Elizabeth Gilbert: Your elusive creative genius
#creativity #psychological safety #devotion #humbleness
In this charming 19-min piece the author of Eat, Pray, Love shares with us a couple of brilliant ideas about creative genius. For her, we’re all creative souls already, we just need to figure out how to harness inspiration and unleash the creative spirit within. As she says: “If you’re alive, you’re a creative person”.
So your task is to figure out what is that you really love more than yourself and without fearing failure, start making something with it. You’re not a genius, rather you have a genius, and this genius requires you to put a lot of work and care in it so that something can come out of it. This something can be great or less so, it doesn’t matter for now. Your part of the job is to work hard and diligently, the rest is someone else’s responsibility as it was conceived quite wisely by the ancient Romans and Greeks. If you have a creative mind, then you have to feed the animal within to keep your mental health intact otherwise if it has nothing to play with, it will turn on itself. So give your dog a job, and don’t worry about whether the outcome is magnificent or eternal, whether it changes people’s lives, whether it changes the world, whether it changes you, whether it’s original, whether it’s groundbreaking, whether it’s marketable. Just give the dog a job, and you’ll have a much happier life, regardless of how it turns out. Stop complaining and get to work.

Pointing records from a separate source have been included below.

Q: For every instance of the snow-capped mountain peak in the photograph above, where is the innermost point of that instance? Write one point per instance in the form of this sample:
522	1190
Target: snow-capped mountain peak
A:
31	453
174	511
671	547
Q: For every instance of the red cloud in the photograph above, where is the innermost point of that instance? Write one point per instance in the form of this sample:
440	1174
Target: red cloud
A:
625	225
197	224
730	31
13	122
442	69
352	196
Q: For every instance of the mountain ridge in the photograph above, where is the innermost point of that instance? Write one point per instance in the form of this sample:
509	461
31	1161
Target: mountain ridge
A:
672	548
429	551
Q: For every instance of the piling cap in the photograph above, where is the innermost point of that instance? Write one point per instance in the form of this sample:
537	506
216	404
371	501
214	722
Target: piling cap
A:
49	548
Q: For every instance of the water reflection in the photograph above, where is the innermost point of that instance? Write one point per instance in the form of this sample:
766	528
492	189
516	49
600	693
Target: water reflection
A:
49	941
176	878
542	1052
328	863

Well, a little conversation with your fear when it starts to get riled up when you are trying to do something creative, would of course not hurt. However avoid going to war against it, because that’s anyhow would only be a waste of energy eating up your inner resources. Just converse a bit with your fear when it arises and then move on. Like, …..hey pal, I am about to accomplish this and this without freaking out, just simply putting some work into the idea, any objection?……… Similarly you also should not aim for perfection as it is the death of all good things: death of pleasure, productivity, efficiency and joy. Of course there’s nothing wrong with trying to make your work as good as it can be – but there’s a really big difference between “as good as it can be” and perfection!

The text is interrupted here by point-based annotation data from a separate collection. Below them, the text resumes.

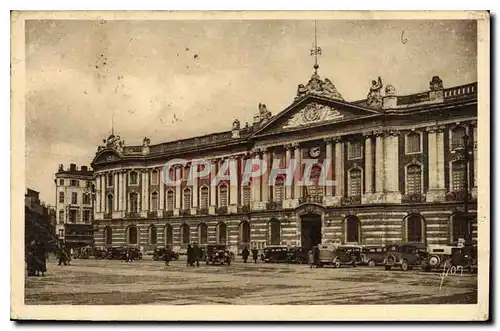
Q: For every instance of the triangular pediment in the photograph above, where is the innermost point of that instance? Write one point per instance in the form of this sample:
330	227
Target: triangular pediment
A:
310	112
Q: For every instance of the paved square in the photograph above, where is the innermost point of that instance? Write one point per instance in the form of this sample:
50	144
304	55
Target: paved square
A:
103	282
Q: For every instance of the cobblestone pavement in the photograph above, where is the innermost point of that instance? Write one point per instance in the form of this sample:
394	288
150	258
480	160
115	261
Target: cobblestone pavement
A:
103	282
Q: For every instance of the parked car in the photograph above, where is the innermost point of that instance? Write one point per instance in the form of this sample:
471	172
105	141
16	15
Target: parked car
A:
405	255
438	256
346	255
465	256
274	254
159	254
297	255
373	255
217	254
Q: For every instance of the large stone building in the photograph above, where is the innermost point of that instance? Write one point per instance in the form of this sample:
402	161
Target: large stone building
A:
74	205
398	164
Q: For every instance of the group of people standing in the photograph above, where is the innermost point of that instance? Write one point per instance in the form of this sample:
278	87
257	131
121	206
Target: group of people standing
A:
194	255
36	258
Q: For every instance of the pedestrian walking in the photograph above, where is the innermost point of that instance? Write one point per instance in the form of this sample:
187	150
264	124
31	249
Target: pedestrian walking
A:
245	254
167	256
255	255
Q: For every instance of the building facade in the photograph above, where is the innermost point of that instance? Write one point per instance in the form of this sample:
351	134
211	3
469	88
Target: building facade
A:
399	162
74	205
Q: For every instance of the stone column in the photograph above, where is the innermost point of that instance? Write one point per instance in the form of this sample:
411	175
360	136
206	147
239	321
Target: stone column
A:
195	188
178	174
161	186
98	194
102	179
297	193
233	184
339	168
436	190
288	158
115	191
329	159
393	194
379	162
265	177
143	190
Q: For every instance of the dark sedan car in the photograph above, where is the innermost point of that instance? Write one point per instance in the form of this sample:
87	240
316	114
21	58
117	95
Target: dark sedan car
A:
275	254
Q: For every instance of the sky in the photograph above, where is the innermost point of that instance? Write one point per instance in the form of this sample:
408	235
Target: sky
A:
170	80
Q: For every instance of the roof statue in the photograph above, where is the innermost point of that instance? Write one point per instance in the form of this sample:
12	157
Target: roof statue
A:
374	97
436	83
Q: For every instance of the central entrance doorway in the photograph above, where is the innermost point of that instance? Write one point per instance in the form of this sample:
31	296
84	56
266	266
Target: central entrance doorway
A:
310	229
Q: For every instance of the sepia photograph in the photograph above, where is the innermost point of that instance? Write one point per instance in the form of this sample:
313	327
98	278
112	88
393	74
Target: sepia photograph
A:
250	164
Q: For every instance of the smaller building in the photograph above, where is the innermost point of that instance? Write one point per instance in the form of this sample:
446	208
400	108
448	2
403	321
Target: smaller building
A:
74	205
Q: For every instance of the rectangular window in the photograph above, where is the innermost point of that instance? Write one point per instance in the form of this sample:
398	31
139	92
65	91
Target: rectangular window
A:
413	143
72	216
457	174
86	216
355	183
354	150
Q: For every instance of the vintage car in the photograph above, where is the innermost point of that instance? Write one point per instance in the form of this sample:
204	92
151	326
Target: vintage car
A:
274	254
465	256
217	254
159	254
438	256
372	255
337	256
405	255
297	255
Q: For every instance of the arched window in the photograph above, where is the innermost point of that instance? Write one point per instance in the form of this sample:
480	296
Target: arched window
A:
154	201
352	229
108	236
202	234
461	227
244	232
247	190
187	199
413	143
134	202
110	203
414	228
222	233
457	176
185	234
414	179
279	189
457	136
154	177
152	235
170	200
133	178
169	235
274	232
223	195
132	235
355	183
204	197
316	187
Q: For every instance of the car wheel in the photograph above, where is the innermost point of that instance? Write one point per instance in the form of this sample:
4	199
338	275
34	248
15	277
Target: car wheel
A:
404	265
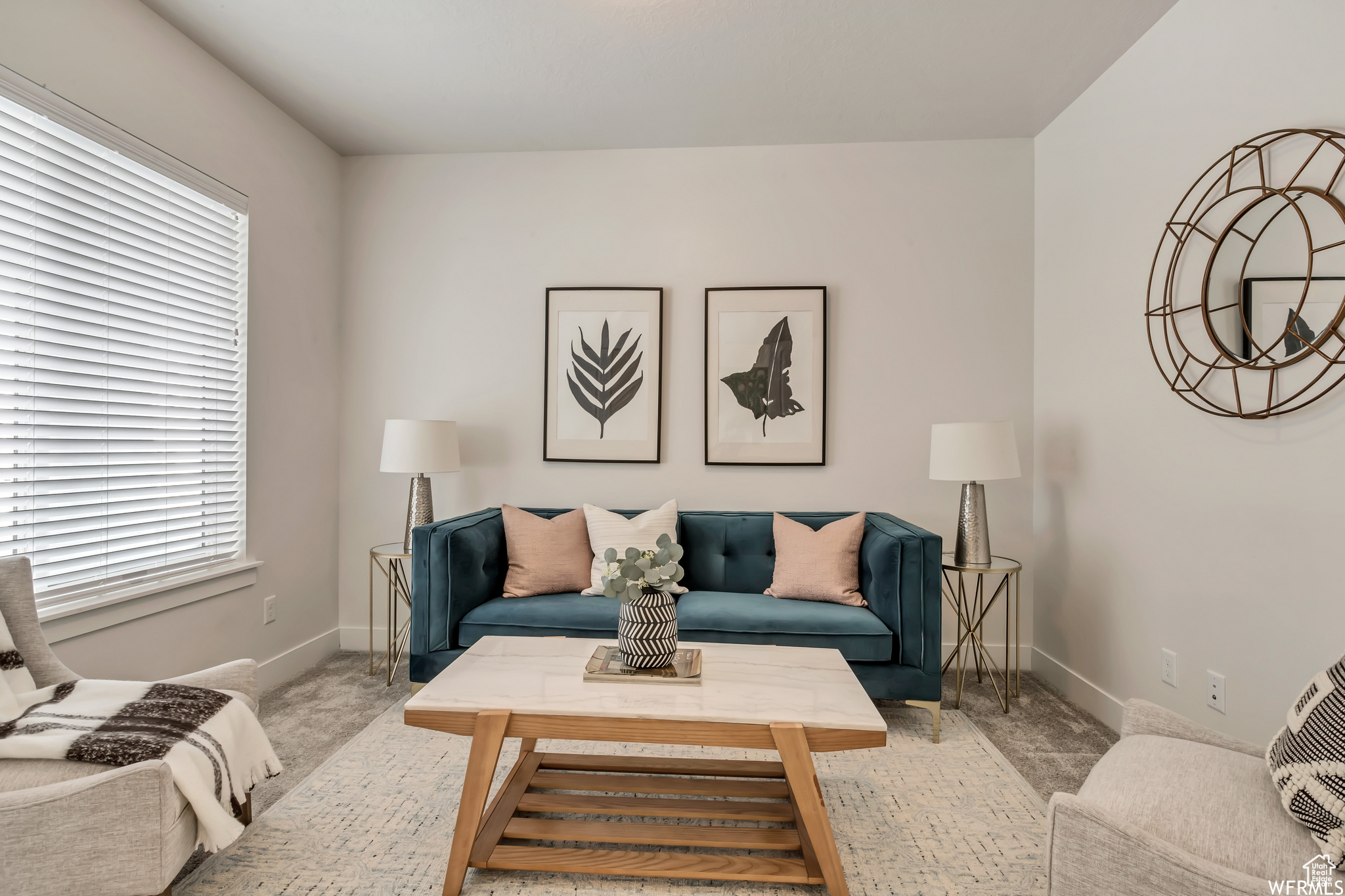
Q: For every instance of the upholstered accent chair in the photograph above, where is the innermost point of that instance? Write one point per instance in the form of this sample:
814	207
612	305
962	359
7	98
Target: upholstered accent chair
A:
84	828
1173	809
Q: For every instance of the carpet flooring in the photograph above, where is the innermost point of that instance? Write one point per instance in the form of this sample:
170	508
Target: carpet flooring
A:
1049	740
910	817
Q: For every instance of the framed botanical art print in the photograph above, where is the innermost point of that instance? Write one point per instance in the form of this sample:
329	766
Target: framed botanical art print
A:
766	375
604	375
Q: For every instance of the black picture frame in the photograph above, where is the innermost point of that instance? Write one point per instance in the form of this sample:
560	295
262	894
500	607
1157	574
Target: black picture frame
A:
1247	304
552	450
711	406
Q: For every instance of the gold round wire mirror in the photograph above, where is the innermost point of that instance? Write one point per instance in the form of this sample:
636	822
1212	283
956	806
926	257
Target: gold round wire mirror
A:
1247	288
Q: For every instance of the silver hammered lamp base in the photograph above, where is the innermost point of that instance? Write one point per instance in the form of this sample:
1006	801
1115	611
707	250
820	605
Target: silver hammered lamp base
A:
973	528
420	508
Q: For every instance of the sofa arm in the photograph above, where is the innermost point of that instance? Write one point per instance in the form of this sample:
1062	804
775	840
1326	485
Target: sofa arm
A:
1090	851
900	568
97	834
456	566
240	675
1143	717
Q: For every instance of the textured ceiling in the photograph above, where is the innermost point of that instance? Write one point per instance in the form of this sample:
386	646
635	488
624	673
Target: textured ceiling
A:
470	75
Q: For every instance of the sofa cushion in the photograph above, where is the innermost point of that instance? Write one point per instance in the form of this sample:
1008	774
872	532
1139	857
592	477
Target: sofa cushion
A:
1212	802
22	774
759	618
575	616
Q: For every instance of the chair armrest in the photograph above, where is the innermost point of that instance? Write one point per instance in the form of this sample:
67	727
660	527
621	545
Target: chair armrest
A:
900	568
456	566
97	834
1143	717
240	675
1090	851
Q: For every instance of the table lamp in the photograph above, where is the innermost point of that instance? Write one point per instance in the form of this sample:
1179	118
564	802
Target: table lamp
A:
967	453
420	448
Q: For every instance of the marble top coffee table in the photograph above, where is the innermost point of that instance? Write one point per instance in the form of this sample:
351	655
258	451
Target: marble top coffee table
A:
793	700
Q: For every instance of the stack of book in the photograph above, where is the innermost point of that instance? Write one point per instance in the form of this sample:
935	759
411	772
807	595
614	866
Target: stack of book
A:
607	666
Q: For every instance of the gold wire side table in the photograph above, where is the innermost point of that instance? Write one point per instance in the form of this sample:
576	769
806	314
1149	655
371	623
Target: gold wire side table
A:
395	563
971	606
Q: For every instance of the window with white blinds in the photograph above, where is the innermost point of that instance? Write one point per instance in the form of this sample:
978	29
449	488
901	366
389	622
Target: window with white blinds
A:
121	364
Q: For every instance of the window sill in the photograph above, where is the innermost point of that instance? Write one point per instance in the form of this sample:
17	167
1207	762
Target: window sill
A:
144	598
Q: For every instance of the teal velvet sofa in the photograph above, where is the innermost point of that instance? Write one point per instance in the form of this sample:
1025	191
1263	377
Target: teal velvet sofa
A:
892	645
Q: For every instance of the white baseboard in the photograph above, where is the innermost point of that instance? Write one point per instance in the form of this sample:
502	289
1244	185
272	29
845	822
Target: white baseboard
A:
295	660
1074	685
357	639
997	651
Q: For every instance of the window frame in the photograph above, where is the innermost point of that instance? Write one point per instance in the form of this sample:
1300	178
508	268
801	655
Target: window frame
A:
81	610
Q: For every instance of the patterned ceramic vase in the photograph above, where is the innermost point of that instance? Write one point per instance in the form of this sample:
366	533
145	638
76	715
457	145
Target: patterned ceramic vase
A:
646	630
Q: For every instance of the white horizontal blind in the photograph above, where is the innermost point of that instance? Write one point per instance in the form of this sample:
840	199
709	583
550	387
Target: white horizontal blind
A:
121	364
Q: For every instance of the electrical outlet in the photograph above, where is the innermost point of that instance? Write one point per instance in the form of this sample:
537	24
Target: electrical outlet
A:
1169	668
1215	692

Today’s workplace is abundant with those types of jobs, the specification of which require in the first place creativity (see the magic 4K skills for future jobs in my post here). So it’s time to embrace the attitude that in creative jobs frustration is not an interruption of the process, but it is the process itself! As Gilbert puts it: “You guys, you’re mistaking the whole process, because the thing that you’re in love with, and that you’ve gotten infatuated with, is that moment in your creative process when everything is working — all the cylinders are firing at full speed, and the inspiration is flowing, and it feels really easy, and it’s fun, and it’s delightful. And that’s the aberration. That moment of smooth, easy grace where everything is going great — that is not the normal. That is the miracle that happens every once in a while if you’re very lucky. The frustration, the hard part, the obstacle, the insecurities, the difficulty, the “I don’t know what to do with this thing now,” that’s the creative process. And if you want to do it without encountering frustration and difficulty, then you’re not made for that line of work.”
Gilbert also reveals how she began to comprehend the strange and unlikely psychological connection between the way we experience great failure and the way we experience great success. In both cases, it turns out that there is the same remedy for self-restoration: namely „you have got to find your way back home again as swiftly and smoothly as you can, and if you’re wondering what your home is, here’s a hint: your home is whatever in this world you love more than you love yourself. Your home is that thing to which you can dedicate your energies with such singular devotion that the ultimate results become inconsequential.” This gives you the psychologial safety you need to keep your balance and mental health intact. So if you haven’t done it already, go and find what your real love and motivation is, i.e. dig down deep and identify your core which gives you safety regardless of whether the outcome guarantees success to you or not. „And if you should someday, somehow get vaulted out of your home by either great failure or great success, then your job is to fight your way back to that home by putting your head down and performing with diligence and devotion and respect and reverence whatever the task is that love is calling forth from you next”. It is humbleness that gives you the strength you need to survive and to move forward.
So, guys, let’s all of us have a nice journey full of creativity!